Joan of Arc (ca. 1412 - 30 May 1431), nicknamed "The Maid of Orleans", is considered a heroine of France and a Roman Catholic saint. She was born to a peasant family at Domremy in north-east France. Joan said she received visions of the Archangel Michael, Saint Margaret and Saint Catherine instructing her to support Charles VII and recover France from English domination late in the Hundred Years War.
The uncrowned King Charles VII sent Joan to the siege of Orleans as part of a relief mission. She gained prominence after the siege was lifted in only nine days. Several additional swift victories led to Charles VII's coronation at Reims. On 23 May 1430, she was captured at Compiegne by the English-allied Burgundian faction, was later handed over to the English, and then put on trial by the pro-English Bishop of Beauvais Pierre Cauchon on a variety of charges, was convicted on 30 May 1431 and burned at the stake when she was about 19 years old.

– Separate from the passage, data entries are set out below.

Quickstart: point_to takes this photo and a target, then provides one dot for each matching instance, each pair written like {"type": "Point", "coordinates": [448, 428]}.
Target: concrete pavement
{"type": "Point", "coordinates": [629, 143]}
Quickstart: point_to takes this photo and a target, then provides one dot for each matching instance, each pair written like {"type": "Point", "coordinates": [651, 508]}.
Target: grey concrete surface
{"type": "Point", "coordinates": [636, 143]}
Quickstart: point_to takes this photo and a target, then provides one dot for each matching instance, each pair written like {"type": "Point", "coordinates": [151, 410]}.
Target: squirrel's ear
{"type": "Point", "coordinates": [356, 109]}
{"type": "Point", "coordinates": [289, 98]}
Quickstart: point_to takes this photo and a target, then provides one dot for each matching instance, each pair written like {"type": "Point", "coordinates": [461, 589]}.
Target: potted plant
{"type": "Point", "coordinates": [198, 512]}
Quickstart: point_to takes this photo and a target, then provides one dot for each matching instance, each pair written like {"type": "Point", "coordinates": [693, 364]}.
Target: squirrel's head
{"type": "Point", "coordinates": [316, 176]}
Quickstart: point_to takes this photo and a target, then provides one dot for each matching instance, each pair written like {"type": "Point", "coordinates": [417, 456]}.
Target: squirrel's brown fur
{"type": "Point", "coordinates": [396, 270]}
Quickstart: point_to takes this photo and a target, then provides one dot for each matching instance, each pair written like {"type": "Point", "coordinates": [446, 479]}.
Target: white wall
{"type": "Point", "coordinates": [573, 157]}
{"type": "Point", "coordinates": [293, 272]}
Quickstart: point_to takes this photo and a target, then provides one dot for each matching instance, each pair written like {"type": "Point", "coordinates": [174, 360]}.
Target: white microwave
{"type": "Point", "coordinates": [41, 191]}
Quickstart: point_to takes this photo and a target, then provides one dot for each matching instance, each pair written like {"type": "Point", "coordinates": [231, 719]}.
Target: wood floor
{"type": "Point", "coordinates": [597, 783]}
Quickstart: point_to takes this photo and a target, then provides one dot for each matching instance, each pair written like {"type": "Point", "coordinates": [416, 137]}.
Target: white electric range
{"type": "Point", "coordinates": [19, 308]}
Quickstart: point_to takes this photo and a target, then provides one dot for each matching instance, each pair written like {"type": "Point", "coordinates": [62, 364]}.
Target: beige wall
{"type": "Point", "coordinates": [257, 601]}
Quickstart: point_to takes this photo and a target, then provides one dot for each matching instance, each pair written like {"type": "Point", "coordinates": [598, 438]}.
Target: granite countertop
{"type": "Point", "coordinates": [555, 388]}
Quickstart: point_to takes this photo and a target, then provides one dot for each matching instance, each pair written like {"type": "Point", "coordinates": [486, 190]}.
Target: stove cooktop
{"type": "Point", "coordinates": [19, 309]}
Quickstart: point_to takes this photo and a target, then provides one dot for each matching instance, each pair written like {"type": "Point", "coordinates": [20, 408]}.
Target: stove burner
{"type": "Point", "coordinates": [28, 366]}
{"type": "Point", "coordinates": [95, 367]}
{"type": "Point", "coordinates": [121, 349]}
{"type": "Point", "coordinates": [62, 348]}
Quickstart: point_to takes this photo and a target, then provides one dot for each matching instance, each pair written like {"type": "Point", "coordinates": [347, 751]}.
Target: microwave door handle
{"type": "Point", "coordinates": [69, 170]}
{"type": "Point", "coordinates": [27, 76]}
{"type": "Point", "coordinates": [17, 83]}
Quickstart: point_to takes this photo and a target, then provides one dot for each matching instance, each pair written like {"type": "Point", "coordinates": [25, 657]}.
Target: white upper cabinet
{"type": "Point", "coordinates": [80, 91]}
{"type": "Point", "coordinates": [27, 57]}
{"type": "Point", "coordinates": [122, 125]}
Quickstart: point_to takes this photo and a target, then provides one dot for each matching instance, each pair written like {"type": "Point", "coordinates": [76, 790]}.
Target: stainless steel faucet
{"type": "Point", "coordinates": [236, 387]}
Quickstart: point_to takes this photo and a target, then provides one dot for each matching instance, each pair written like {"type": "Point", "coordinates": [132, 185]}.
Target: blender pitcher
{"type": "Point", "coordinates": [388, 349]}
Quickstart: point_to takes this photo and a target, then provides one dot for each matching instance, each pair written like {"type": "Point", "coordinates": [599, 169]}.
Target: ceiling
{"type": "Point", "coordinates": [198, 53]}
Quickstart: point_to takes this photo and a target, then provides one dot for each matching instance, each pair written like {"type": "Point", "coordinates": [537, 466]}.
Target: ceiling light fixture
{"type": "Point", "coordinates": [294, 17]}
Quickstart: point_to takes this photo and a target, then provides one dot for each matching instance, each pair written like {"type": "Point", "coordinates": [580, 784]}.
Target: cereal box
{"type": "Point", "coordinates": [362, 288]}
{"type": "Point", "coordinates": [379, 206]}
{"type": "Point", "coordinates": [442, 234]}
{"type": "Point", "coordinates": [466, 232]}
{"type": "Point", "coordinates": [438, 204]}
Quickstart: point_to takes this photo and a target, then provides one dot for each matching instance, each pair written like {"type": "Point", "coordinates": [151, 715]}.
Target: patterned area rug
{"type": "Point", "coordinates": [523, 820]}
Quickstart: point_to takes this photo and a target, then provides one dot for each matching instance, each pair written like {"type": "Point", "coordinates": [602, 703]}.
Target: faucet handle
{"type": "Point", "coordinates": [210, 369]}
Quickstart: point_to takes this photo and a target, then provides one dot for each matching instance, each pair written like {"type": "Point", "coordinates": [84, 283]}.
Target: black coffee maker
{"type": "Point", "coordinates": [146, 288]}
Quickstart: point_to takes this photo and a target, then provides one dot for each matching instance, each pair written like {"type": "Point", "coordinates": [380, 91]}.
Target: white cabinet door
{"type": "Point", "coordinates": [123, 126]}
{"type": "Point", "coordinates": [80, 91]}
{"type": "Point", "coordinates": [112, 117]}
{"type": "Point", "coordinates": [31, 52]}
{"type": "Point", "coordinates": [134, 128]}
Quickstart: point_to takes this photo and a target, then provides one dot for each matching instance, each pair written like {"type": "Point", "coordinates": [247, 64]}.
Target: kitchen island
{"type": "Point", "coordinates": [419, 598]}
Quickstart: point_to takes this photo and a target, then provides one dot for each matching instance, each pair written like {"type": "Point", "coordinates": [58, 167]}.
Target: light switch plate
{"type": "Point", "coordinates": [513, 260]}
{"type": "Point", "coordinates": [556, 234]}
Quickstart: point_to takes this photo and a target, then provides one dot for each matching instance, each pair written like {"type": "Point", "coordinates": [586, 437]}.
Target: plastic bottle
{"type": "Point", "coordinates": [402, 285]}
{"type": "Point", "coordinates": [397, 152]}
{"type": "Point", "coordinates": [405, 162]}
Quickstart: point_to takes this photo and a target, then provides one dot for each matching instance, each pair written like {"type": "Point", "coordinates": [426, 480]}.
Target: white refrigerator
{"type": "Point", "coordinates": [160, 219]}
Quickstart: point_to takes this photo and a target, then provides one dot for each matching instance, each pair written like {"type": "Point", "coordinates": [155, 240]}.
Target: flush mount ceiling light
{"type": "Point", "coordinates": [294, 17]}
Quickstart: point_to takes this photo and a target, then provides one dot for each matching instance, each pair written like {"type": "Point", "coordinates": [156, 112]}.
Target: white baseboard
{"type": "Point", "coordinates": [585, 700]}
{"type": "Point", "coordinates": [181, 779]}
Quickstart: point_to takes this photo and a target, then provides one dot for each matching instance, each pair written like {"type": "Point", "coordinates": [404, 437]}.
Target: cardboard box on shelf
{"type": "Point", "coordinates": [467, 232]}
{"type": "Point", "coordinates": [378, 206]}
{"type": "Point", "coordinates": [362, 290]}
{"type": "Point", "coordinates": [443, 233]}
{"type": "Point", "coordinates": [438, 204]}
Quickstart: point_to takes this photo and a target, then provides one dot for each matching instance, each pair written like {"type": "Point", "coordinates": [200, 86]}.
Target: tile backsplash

Twenty-five years after her execution, an inquisitorial court authorized by Pope Callixtus III examined the trial, pronounced her innocent, and declared her a martyr. Joan of Arc was beatified in 1909 and canonized in 1920. She is one of the nine secondary patron saints of France.
Due to the French influence in Puducherry this life-size statue in white marble, a gift by Francois Gaudart, was erected in 1923 in the middle of a garden and facing the Church of Our Lady of Angels.